Assuming you’ve implemented your notebook in a file called my-notebook.ipynb in the directory /home/me/dyff/my-notebook, you would create and upload the package like this:

# SPDX-FileCopyrightText: 2024 UL Research Institutes
# SPDX-License-Identifier: Apache-2.0

from __future__ import annotations

from pathlib import Path

from dyff.audit.local import DyffLocalPlatform
from dyff.schema.platform import *
from dyff.schema.requests import *

ACCOUNT: str = ...
ROOT_DIR: Path = Path("/home/me/dyff")

# Develop using the local platform
dyffapi = DyffLocalPlatform(
    storage_root=ROOT_DIR / ".dyff-local",
)
# When you're ready, switch to the remote platform:
# dyffapi = Client(...)

module_root = str(ROOT_DIR / "my-notebook")
module = dyffapi.modules.create_package(
    module_root,
    account=ACCOUNT,
    name="my-notebook",
)
dyffapi.modules.upload_package(module, module_root)
print(module.json(indent=2))

Create a Method¶

The Method resource specifies the inputs and outputs:

method_description = """
# Summary

Visualizes the relationship between mean word length in prompts and system
completions.

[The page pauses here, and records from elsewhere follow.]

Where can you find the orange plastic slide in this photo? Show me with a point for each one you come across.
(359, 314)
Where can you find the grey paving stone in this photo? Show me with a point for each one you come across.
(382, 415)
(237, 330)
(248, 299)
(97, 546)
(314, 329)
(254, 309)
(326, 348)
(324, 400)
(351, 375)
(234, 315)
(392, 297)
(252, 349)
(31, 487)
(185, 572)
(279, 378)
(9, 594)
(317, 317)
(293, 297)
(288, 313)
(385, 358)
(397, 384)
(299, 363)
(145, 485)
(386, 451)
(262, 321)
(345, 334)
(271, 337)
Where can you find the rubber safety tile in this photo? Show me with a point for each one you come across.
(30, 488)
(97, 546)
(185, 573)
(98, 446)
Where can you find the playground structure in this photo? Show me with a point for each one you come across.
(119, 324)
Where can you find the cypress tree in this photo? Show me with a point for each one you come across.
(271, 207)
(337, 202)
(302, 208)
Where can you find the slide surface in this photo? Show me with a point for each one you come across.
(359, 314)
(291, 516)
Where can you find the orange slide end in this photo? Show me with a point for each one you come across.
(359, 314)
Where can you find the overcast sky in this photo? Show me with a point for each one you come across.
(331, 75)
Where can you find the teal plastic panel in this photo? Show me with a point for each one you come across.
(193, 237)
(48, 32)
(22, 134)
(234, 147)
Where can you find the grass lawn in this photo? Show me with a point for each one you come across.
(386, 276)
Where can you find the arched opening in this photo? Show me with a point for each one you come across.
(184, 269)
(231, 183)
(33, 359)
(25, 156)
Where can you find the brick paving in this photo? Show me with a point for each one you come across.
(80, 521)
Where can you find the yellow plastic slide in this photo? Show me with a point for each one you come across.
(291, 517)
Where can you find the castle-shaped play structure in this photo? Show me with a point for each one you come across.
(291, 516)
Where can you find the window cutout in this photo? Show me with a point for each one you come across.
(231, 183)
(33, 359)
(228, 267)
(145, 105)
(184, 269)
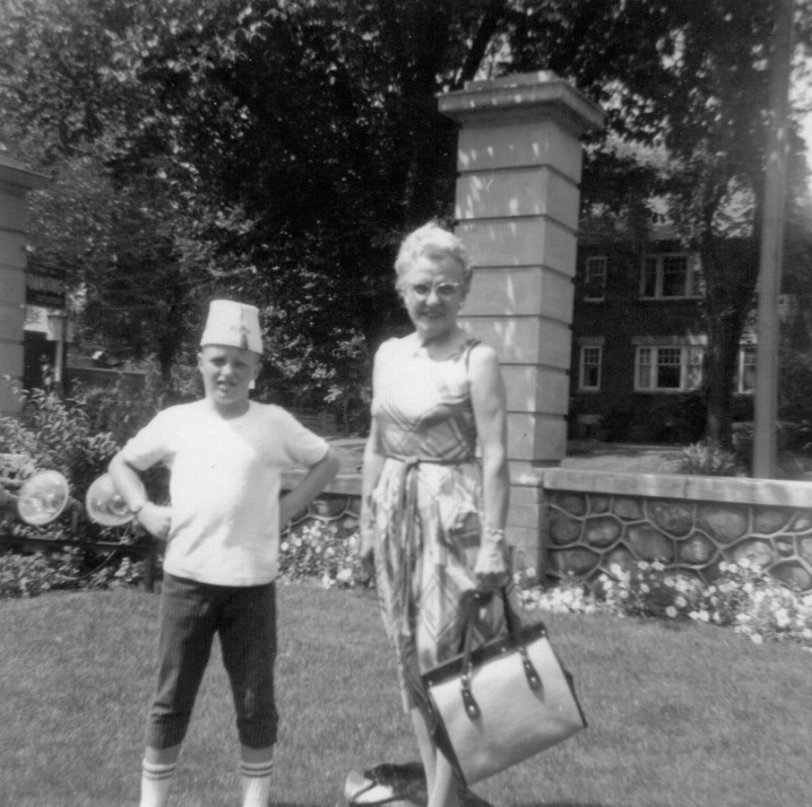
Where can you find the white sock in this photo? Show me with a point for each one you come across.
(256, 783)
(156, 779)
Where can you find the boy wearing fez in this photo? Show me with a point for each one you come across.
(226, 454)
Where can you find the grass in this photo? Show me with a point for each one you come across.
(680, 716)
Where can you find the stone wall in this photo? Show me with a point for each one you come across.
(690, 523)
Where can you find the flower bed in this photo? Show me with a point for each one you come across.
(743, 598)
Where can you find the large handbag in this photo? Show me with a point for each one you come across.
(503, 702)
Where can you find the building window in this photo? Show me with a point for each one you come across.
(670, 276)
(590, 367)
(746, 369)
(595, 277)
(676, 368)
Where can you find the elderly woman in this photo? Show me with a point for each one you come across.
(432, 514)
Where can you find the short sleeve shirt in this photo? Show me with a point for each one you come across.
(224, 486)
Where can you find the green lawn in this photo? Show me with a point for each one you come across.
(686, 716)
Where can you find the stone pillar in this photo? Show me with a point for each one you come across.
(15, 182)
(519, 161)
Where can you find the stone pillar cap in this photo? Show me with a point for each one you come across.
(522, 96)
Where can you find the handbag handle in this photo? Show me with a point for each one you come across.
(533, 679)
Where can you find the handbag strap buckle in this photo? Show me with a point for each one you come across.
(471, 707)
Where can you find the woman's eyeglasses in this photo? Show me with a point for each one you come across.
(442, 290)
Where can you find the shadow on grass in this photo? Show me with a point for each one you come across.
(567, 804)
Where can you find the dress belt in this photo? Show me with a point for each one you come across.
(404, 518)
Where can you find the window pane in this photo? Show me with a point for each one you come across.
(669, 368)
(649, 285)
(590, 367)
(643, 368)
(694, 380)
(747, 383)
(595, 277)
(675, 270)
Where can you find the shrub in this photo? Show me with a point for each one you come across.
(707, 459)
(28, 574)
(58, 435)
(326, 550)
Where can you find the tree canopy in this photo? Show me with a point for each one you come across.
(278, 149)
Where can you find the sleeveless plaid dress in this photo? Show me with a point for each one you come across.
(427, 506)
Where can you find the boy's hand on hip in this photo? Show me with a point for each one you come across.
(155, 519)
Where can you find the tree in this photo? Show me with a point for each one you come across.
(278, 149)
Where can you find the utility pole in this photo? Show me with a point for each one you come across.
(770, 259)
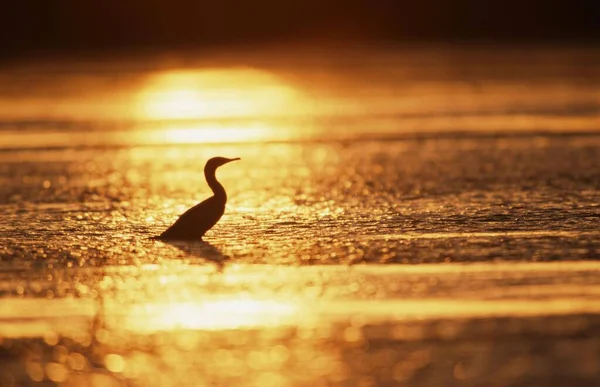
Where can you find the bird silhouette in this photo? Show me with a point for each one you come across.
(195, 222)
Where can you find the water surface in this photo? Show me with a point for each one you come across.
(480, 166)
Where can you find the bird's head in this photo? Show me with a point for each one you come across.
(216, 162)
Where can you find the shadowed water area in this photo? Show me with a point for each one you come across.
(406, 217)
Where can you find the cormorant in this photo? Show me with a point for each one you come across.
(195, 222)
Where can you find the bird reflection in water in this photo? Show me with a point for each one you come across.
(200, 249)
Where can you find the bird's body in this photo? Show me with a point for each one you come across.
(195, 222)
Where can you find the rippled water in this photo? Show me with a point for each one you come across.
(478, 165)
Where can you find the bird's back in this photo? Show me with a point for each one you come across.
(195, 222)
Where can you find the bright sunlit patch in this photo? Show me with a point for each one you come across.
(214, 314)
(212, 134)
(215, 93)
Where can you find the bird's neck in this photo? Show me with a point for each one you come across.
(214, 184)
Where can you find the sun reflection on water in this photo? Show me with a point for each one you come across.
(211, 315)
(214, 94)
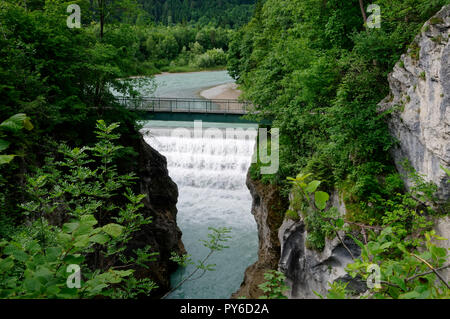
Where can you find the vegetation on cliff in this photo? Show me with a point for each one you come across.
(318, 70)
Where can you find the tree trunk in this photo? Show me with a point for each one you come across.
(102, 18)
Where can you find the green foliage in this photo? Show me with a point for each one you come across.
(405, 273)
(312, 68)
(79, 190)
(274, 287)
(320, 222)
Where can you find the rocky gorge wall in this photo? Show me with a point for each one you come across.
(163, 234)
(420, 121)
(420, 103)
(268, 209)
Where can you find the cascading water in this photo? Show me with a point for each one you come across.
(210, 171)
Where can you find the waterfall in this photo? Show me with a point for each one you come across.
(210, 171)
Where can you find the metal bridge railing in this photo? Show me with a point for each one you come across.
(185, 105)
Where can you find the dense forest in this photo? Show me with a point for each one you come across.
(224, 13)
(318, 72)
(61, 132)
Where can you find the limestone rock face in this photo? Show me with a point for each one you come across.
(163, 234)
(309, 270)
(267, 208)
(420, 101)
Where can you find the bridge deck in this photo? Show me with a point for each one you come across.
(186, 105)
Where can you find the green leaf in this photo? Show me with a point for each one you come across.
(6, 264)
(27, 124)
(312, 186)
(410, 295)
(14, 123)
(70, 227)
(321, 199)
(99, 239)
(113, 229)
(88, 220)
(81, 241)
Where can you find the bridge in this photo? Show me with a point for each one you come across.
(185, 105)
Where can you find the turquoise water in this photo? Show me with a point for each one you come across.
(210, 171)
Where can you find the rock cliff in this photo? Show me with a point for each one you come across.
(420, 120)
(420, 102)
(268, 209)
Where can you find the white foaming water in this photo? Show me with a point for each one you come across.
(210, 174)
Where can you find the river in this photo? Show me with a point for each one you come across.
(210, 172)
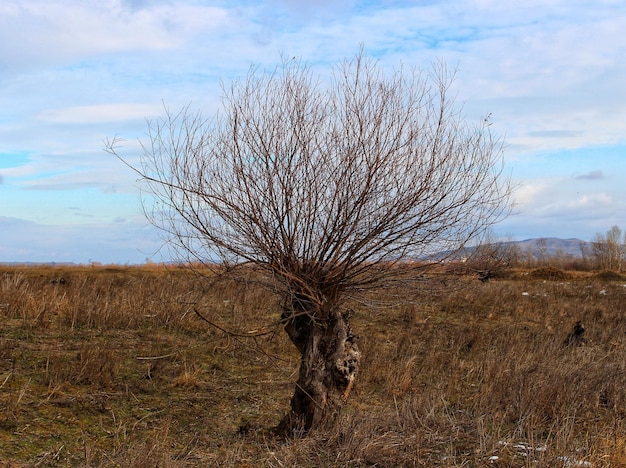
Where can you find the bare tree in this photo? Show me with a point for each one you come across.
(324, 187)
(609, 249)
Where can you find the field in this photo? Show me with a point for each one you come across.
(111, 366)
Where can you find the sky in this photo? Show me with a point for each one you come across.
(73, 73)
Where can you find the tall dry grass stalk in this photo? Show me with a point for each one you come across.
(111, 367)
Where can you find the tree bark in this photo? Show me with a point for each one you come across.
(328, 369)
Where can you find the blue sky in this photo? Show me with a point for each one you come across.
(552, 74)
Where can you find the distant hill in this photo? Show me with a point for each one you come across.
(552, 246)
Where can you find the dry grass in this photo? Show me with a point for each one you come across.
(111, 367)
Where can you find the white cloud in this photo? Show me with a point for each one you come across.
(552, 73)
(114, 112)
(35, 32)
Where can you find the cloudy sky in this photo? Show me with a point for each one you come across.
(552, 73)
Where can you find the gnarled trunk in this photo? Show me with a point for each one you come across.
(328, 368)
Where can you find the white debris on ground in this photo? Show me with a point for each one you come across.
(529, 451)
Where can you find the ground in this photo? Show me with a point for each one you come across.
(112, 367)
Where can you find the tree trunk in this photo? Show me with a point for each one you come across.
(328, 368)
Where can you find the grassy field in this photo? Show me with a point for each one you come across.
(110, 366)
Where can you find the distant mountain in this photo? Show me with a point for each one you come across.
(552, 246)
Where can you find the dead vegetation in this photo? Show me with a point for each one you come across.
(112, 368)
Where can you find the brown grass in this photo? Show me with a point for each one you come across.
(111, 367)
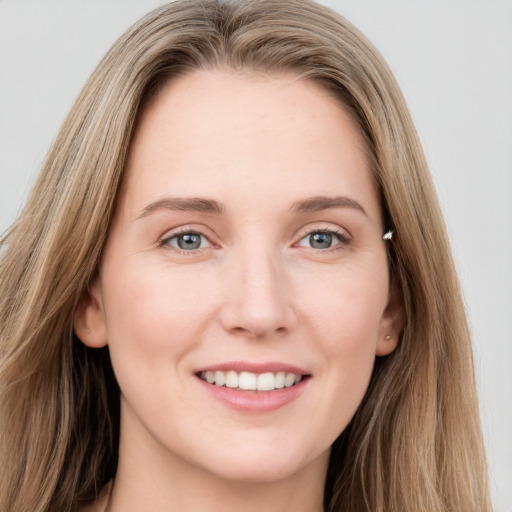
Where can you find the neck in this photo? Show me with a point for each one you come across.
(158, 481)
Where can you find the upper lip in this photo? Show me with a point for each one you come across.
(253, 367)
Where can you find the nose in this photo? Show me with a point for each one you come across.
(258, 302)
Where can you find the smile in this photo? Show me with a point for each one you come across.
(267, 381)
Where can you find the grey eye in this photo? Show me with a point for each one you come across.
(320, 240)
(188, 241)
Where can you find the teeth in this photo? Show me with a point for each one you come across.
(251, 381)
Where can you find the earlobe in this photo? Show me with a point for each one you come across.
(89, 319)
(391, 323)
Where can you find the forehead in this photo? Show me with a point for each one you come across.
(225, 135)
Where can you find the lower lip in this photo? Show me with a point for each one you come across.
(255, 401)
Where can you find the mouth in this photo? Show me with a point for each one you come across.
(249, 381)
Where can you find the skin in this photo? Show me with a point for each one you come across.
(256, 290)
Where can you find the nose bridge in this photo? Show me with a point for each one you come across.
(259, 301)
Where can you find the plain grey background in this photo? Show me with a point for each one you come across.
(453, 59)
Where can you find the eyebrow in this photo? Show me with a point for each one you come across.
(319, 203)
(201, 205)
(189, 204)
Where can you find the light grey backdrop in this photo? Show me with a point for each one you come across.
(453, 59)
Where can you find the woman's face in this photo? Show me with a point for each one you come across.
(246, 251)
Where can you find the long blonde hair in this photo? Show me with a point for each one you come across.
(415, 442)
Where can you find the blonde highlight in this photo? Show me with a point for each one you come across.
(415, 441)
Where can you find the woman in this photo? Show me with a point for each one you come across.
(231, 286)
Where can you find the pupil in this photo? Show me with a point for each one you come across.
(321, 240)
(189, 241)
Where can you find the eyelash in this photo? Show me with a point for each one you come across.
(343, 240)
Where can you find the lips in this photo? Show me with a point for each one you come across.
(253, 388)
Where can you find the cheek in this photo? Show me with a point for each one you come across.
(154, 318)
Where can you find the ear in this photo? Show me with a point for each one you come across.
(89, 320)
(392, 321)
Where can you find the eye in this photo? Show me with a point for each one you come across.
(187, 241)
(322, 239)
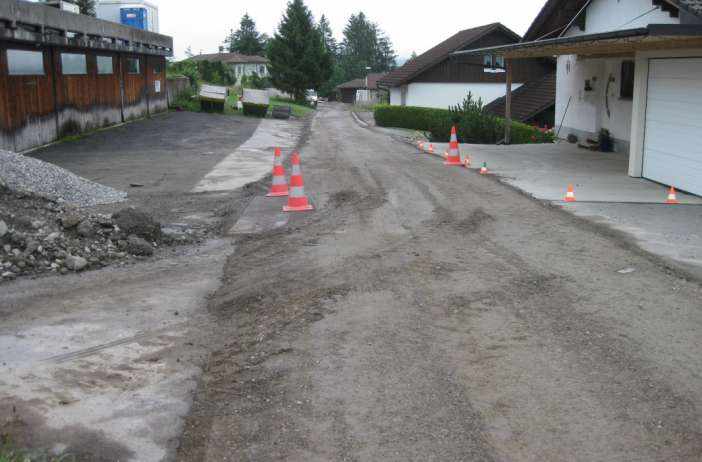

The description uses [Markdown](https://www.markdownguide.org) syntax.
"""
method_request = MethodCreateRequest(
    name="mean-word-length-notebook",
    # The notebook analyzes multiple measurements of the same system
    scope=MethodScope.InferenceService,
    description=method_description,
    # The method is implemented as a Jupyter notebook
    implementation=MethodImplementation(
        kind=MethodImplementationKind.JupyterNotebook,
        jupyterNotebook=MethodImplementationJupyterNotebook(
            notebookModule=module.id,
            # The path to the notebook file, relative to the module root directory
            notebookPath="my-notebook.ipynb",
        ),
    ),
    # The method accepts one argument called 'threshold'
    parameters=[
        MethodParameter(keyword="threshold", description="(float) A numeric threshold"),
    ],
    # The method accepts two PyArrow datasets as inputs:
    # - The one called 'easy' is a Measurement on the "easy" dataset
    # - The one called 'hard' is a Measurement on the "hard" dataset
    inputs=[
        MethodInput(kind=MethodInputKind.Measurement, keyword="easy"),
        MethodInput(kind=MethodInputKind.Measurement, keyword="hard"),
    ],
    # The method produces a SafetyCase
    output=MethodOutput(
        kind=MethodOutputKind.SafetyCase,
        safetyCase=SafetyCaseSpec(
            name="mean-word-length-safetycase",
            description="This is also **Markdown**.",
        ),
    ),
    # The Module containing the Method code
    modules=[module.id],
    account=ACCOUNT,
)
method = dyffapi.methods.create(method_request)
print(method.json(indent=2))

For this notebook, both of the inputs are Measurements — they could also be Datasets, Evaluations, or Reports. Here, we want to analyze a Measurement computed using the same Method but applied to two different input datasets, called easy and hard.